短編小説『苺と練乳』
——7月の午後。
最高気温が30度を超えた日。部屋の中はエアコンの冷たい風がゆるやかに循環するだけの、静けさに包まれていた。
カーテンの隙間から差し込む柔らかな陽光が、テーブルの上のいちごを照らして、瑞々しい赤をより鮮やかに浮かび上がらせている。
27歳で同棲を初めてから1年。
僕と遥香はソファに並んで座っていたけれど、さっきまでの軽やかな会話はもうどこにも残っていなかった。遥香が丁寧にいちごのへたを取って並べ直している姿を見て、僕は何気なく口にした。
「なんだかお母さんみたい」
ほんの軽い気持ちだった。褒めているつもりだった。彼女の優しさや、世話焼きなところが、ふと家庭的な温かさを連想させただけのこと。
でもその言葉が落ちた瞬間、遥香の指がぴたりと止まった。
「……なにそれ?私、幹夫のお母さんじゃないんですけど」
微笑みかけていた唇の端が、わずかに引きつるのが見えた。
——それから部屋に落ちた沈黙はとても重く、粘つくようだった。秒針の音さえ聞こえないほど空気が張りつめ、僕の胸を締め付ける。エアコンが効いてるはずなのに、嫌な汗が噴き出して背中を伝っていく。

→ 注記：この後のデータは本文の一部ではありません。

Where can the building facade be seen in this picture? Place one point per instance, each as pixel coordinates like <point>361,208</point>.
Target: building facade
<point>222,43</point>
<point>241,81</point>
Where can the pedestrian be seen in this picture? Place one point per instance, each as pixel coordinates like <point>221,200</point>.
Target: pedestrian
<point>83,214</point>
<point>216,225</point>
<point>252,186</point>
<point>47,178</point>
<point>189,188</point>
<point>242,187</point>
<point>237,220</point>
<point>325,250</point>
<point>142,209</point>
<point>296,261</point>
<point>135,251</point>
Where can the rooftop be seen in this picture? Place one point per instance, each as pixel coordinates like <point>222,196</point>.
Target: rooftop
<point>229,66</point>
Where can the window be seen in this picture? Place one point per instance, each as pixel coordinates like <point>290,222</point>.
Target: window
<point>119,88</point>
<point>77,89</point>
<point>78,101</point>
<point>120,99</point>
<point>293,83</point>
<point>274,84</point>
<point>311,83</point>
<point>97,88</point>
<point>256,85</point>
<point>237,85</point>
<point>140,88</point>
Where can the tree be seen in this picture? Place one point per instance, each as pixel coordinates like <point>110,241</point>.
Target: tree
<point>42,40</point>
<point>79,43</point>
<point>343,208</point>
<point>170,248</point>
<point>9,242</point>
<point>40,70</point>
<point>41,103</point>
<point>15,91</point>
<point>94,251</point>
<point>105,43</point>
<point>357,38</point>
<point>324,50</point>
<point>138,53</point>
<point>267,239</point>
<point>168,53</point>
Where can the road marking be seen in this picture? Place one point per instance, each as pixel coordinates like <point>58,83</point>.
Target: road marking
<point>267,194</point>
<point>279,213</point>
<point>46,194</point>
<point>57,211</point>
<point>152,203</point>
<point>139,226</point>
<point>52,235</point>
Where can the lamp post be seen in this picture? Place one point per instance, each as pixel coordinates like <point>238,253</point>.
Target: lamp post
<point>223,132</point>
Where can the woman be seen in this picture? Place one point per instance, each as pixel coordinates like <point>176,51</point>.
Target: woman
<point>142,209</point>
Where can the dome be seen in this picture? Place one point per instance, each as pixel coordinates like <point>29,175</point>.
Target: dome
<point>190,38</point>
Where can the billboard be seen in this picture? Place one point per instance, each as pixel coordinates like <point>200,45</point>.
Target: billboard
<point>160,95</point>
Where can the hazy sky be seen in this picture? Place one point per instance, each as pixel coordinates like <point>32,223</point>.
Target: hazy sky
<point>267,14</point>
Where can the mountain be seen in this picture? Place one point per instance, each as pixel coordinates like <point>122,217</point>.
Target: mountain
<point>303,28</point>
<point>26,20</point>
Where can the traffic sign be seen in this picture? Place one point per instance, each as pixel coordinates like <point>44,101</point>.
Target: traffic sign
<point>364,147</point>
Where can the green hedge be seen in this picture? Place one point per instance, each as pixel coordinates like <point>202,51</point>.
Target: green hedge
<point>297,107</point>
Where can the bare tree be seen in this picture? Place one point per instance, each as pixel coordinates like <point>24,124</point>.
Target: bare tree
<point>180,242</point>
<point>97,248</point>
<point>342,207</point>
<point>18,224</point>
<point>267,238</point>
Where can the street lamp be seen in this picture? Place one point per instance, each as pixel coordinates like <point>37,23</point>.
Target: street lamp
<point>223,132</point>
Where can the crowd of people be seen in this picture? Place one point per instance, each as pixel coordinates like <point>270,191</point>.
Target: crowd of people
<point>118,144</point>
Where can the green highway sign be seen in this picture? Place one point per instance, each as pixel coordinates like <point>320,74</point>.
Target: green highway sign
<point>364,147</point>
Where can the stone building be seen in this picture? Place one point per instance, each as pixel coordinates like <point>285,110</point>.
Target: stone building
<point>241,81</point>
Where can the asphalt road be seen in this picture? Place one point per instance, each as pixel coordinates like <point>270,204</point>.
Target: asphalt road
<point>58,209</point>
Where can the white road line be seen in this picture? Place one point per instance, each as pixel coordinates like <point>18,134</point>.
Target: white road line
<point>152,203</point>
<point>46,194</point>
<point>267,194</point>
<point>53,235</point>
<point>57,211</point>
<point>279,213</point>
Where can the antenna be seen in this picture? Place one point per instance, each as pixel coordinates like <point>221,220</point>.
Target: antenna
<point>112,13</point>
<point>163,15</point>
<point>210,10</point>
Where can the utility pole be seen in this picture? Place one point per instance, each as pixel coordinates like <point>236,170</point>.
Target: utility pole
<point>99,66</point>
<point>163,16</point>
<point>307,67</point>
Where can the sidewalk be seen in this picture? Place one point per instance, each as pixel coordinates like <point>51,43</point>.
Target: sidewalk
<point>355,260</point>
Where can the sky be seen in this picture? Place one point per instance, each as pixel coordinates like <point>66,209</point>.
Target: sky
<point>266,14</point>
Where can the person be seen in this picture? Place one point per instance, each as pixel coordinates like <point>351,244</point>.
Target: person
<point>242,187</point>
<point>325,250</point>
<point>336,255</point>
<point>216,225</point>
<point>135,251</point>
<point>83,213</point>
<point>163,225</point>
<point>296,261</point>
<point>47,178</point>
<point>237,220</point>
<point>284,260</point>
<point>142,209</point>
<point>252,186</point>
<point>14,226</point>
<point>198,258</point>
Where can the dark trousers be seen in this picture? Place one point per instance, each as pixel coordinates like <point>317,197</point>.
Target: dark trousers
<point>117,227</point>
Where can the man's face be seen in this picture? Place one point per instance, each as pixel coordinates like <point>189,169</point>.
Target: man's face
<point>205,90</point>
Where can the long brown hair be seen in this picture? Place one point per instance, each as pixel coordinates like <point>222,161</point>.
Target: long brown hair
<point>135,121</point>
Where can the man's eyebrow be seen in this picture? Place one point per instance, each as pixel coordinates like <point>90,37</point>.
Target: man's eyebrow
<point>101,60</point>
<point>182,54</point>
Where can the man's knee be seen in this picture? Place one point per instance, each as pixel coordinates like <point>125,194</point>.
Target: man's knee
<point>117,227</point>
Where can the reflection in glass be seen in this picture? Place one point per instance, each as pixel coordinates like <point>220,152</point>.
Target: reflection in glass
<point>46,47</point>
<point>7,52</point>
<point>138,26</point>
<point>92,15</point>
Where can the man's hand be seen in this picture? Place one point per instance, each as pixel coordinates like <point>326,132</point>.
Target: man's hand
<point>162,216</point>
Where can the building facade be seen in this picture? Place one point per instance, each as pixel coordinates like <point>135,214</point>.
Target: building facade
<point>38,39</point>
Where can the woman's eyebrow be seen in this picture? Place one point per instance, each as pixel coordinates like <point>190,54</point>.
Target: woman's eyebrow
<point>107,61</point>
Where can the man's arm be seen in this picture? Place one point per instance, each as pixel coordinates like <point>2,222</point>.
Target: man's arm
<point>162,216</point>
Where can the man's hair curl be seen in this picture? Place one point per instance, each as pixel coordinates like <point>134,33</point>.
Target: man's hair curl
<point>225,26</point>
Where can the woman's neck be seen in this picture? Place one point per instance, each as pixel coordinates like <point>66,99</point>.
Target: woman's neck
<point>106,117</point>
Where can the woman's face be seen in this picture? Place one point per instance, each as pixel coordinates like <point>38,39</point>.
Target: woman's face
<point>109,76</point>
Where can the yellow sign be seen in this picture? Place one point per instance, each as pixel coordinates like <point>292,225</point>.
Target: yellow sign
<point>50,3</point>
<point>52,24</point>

遥香の肩がわずかに固くなり、息を潜める気配が伝わってくる。
テーブルの上のいちごの甘い香りが、かえってこの空虚を際立たせていき、生唾を飲み込む音すら聞こえてしまうようだった。こうなってしまった遥香とは視線を合わせるのも怖く、僕はただじっと自分の膝を見つめ続けていた。後悔が波のように押し寄せ、さっきの言葉が耳の中で何度も反響していた。
——言わなきゃよかった。
恐らく、お互いが同じことを思っていた。
どれくらい時間が経っただろう。遥香がゆっくりと息を吐き、静かに顔を上げた。彼女は絞り出すような低い声で告げた。
「……ねえ、いちごに練乳かける?」
精一杯の何気なさを装った一言が、張りつめた空気を極細のカッターで綺麗に切り裂いてくれた。それは不貞腐れたような、照れ隠しのような……頬を赤らめ、背けたままの顔は少し震えていた。
……彼女に、先にそう呟かせてしまった。
そんな遥香が切ないことと、単純に申し訳ない気持ちで胸の奥が高ぶり、僕は目頭が熱くなった。その一言に救われた気がしたのだ。
重く淀んでいたこの狭い部屋という世界に、じんわりと柔らかい光が差していくような感覚。
「……うん。ごめんね」
僕がそう漏らすと、遥香はゆっくりと立ち上がり、キッチンへ向かった。冷蔵庫を開けた音がする。
「練乳……ないね」
「あ、うん……そういえば切らしてたんだ。僕、買いに行ってくるよ」
ぎこちなくそう答えて立ち上がると、彼女は椅子に掛けてあった薄手のカーディガンを羽織っていた。
それを不思議そうに僕が見ていたことに気づくと「何よ……一緒に行くのは嫌なわけ?」彼女は、目も合わさずにそうこぼした。
「や……嫌なわけないだろ? 近くのコンビニに練乳……あるかな?」
「ま、行ってみればわかるでしょ」
彼女はいつもの長財布を持つと、少し笑ってみせた。
僕らはイチゴをテーブルの上に置いたまま、外へ出た。
夕暮れでもまだ外は暑く、ぬるくて湿った風が頰を撫でる。歩き出してしばらく無言だったけれど、僕はぽつりと呟いた。
「苺ってさ……『母』の字が使われるよね。あれって、ひとつの親株からつるを伸ばして、次々と子株を生み出す苺の性質があるからなんだって」
「ふうん、それで?」
「その様子が、子どもを産み育てる『母親』に似ているところから、母という漢字が当てられたって言われてるみたい」
「……なんだか昔っぽい理由」
手を後ろで組んで歩いていた遥香が、振り返ることも無くぼやいた。
「まあ……令和だと、こんな発想出ないだろうね」
「ほら……わかってんじゃん」
「あ……ごめん、まだ気にしてた? だからごめんって」
「バーカ。許さないー」
遥香はそう言って、僕の背後に回り込むと腰をバシンと叩いた。
「痛って」
でもその声には、もうさっきの重さはほとんど残っていなかった。彼女の横顔が、街灯の光の中で少しだけ緩んでいるのが見えた。
僕らはそのまま、コンビニまでの短い道を、並んで歩き続けた。
苺に練乳をかけると、より美味しくなるように、僕らもこんな小さな凸凹を経て、少しずつ仲が、味が深まっていくのかもしれない。